As of December 2014 the station is on the air but only on nighttime
power 24/7. This station appears on the FCC silent list as of
12/14/2014, although it's reported to broadcast regularly. The
station finally went fully silent in April 2015.
- On 7 December 2015 Kevin
Wagner-led URBan Radio filed a pleading with the FCC to keep the
license for this station and WLAY active, claiming to have found a
buyer for both stations; the request was granted on the 15th of
December. The stations collectively will have been off for
exactly a year as of the 16th, which normally means they are
automatically deleted by the FCC. As part of the request, URBan
wants to return WVNA to the air from a temporary longwire installed on
the WQLT-FM tower in Colbert County, with 2,000 watts. The
station resumed broadcasting the next day, on the 16th, with Rock
music and WVNA-FM liners, although it is not a direct simulcast of the
FM station. That simulcast was ongoing as of January 2017, when
URBan filed an application to permanently relocate the station to the
WVNA-FM tower nearby on New Cut Road. That permit was granted in
late April 2017.
- On 5 July 2017, Tuscumbia
Utilities disconnected the power to the studios in town, causing all
the stations to lose their programming feeds. The stations fell
silent (but remained on with dead air).
The station returned to the air on 12 July 2017. After going off
air again for a long period, the station popped back up at the end of
December 2017 playing Classic Country music, most likely to keep the
license active.
The station was granted a permit to relocate to a site south of town,
where WQLT and other stations are located, in April 2017. The
station would drop from 5 kW days and night to 1 kW days and 48 watts
at night.
The station was granted a construction permit for a new FM translator
on 96.7 MHz in mid-September 2018.
The station was sold, along with the other URBan Radio group of
stations, to Singing River Media Group in October 2018, for $1.275
million. Singing River Media Group is headed by James Michael
Self, whose father (D. Mitchell Self) was the former owner of WLAY AM
and FM.
As of the start of 2020, the station is reported to be simulcasting
its FM sister station WVNA-FM's Rock format.
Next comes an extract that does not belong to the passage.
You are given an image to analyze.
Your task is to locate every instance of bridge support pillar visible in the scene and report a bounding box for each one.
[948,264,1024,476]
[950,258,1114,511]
The permit to move
south of town in 2017, is still not built; in November 2020 the permit
was modified to raise nighttime power slightly to 55 watts. The
station was reported off the air while the translator remained on and
broadcasting in late November 2021.
In July 2022, the translator was reported to be airing a News/Talk
format, while the parent station (WVNA) was off the air and WVNA-FM
was still rock; about a week after the translator came on, the AM was
signed back on with the News/Talk format. A license to cover for the
new transmitter location was granted in mid July 2023.